Barbera d'Asti Superiore Alfiera 2006 di Marchesi Alfieri

 
 



Ci sono grandi vini che graffiano il territorio e lo esprimono attraverso l’eleganza e la bellezza della loro anima e lo porgono così com’è, senza indugi. La Barbera di questa settimana ne è un esempio, una conferma, una dottrina. È il caso della Barbera d’Asti Superiore Alfiera 2006 di Marchesi Alfieri (annata per la quale non era stata ancora riconosciuta la Docg, raggiunta nel 2008; si tratta quindi di un vino Doc). Cantina storica che ha sede nel castello di San Martino Alfieri sulle colline del Piemonte tra Asti e Alba. A produrla dal 1990, sono tre sorelle, Emanuela, Antonella e Giovanna San Martino di San Germano coadiuvate, dal 1999, dal bravo enologo e direttore, Mario Olivero. L’azienda, condotta dal 1985, ha però una storia antichissima di vendemmie che risale al 1337, anno in cui, documenti di famiglia attestano l’esistenza di vigneti sui terreni di San Martino. Il vino, fatto da uve Barbera in purezza proviene da un vigneto, un “sorì” antico di 4 ettari piantato nel 1937. Il nome deriva dalla cascina sovrastante la collina denominata Alfierina. La vendemmia 2006 è stata la tipica piemontese con frutto preciso che mantiene negli anni personalità e un ottimo equilibrio al naso e al palato esprimendo una certa mineralità. Raccolta manuale delle uve, fermentazione sulle bucce in vasca di acciaio alla temperatura di 28°-30° per 15-20 giorni con délestage e leggeri rimontaggi. Fermentazione malolattica in legno con bâtonnage. L’affinamento avviene in barrique di rovere francese (Allier e Tronçais) da 225 e 500 litri per 18 mesi; in bottiglia per 6-8 mesi a temperatura controllata di 15° C prima della messa in commercio.

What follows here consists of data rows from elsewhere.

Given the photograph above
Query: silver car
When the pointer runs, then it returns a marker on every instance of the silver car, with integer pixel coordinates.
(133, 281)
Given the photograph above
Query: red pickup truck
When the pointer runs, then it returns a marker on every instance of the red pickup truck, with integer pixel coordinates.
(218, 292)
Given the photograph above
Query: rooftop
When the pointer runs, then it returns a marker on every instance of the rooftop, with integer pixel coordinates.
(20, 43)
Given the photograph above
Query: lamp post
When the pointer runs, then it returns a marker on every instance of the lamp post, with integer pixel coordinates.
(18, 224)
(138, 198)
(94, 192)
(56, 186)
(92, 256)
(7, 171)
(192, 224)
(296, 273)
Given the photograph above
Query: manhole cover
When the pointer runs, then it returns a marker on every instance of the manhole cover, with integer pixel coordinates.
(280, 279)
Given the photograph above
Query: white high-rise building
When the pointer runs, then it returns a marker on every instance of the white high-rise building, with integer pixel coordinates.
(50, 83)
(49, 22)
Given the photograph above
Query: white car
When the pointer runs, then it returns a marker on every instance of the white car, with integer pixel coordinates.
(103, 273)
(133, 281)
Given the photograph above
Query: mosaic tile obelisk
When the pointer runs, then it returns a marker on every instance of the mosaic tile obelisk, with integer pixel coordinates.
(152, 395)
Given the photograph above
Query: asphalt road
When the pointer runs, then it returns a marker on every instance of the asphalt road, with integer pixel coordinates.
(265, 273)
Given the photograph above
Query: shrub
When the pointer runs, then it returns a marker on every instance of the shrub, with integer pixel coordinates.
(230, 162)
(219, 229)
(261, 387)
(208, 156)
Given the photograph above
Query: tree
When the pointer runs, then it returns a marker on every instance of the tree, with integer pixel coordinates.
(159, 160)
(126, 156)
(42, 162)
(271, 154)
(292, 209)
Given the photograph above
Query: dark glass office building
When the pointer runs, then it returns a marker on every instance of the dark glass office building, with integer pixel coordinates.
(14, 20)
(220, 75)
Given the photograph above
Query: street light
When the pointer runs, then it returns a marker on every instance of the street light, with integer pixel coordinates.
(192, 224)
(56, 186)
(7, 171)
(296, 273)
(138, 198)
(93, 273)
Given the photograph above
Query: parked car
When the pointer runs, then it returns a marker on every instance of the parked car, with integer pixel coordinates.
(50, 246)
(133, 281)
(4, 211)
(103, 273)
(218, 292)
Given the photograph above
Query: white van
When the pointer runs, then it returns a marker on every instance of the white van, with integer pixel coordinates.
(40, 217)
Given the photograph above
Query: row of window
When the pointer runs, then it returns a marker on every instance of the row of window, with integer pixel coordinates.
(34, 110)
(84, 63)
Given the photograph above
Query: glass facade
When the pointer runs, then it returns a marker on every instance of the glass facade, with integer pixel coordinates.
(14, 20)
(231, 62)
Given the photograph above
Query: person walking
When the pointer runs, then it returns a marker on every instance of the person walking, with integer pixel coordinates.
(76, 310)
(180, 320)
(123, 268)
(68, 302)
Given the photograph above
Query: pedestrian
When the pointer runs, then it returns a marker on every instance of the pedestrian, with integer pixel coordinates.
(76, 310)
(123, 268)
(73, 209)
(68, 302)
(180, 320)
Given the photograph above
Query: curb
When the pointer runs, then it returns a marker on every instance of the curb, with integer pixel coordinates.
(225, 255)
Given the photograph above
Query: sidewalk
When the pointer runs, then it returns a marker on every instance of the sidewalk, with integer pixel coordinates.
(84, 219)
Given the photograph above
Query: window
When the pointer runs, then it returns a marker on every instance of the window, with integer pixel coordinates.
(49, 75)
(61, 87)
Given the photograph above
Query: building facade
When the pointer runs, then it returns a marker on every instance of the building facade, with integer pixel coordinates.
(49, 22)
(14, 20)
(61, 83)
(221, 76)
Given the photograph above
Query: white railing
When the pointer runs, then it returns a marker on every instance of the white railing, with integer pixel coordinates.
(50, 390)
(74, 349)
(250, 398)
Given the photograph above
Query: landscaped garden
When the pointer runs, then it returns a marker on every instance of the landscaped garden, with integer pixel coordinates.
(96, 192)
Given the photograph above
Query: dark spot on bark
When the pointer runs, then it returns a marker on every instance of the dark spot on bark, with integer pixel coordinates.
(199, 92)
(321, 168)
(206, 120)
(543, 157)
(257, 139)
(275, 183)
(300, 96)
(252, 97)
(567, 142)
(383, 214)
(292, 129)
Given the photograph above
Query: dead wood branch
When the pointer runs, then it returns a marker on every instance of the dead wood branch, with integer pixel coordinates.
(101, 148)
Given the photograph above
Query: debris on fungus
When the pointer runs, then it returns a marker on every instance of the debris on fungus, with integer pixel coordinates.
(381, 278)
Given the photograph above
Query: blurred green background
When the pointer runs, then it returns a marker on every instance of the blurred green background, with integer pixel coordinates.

Complesso e debordante nei profumi e nella beva. Caldo, armonioso, avvolgente. L'impatto di scorza d'arancia al cioccolato fondente mista a note boisé fa entrare in una dimensione irreale. Poi tostatura di caffè e le fave del caffè con tanta cioccolata amara stesi su un tappeto umido dove cogli i frutti di bosco, quelli neri, scuri come la pece. Anche il suo incarnato rubino è impenetrabile, coeso. Si espande, dopo, al palato; prima bussa un po’ sferico con i suoi tannini vellutati, poi entra caparbio e con un carattere che non dimentichi. Lui c’è e imprigiona anche il retrogusto con un fruttato accondiscendente e nobili sensazioni torrefatte. Un vino che prende vita da vigne vecchie di oltre settant’anni, ha dalla sua parte tempo, storia e poesia lunga e infinita. Le parole d’ordine sono bellezza e austerità.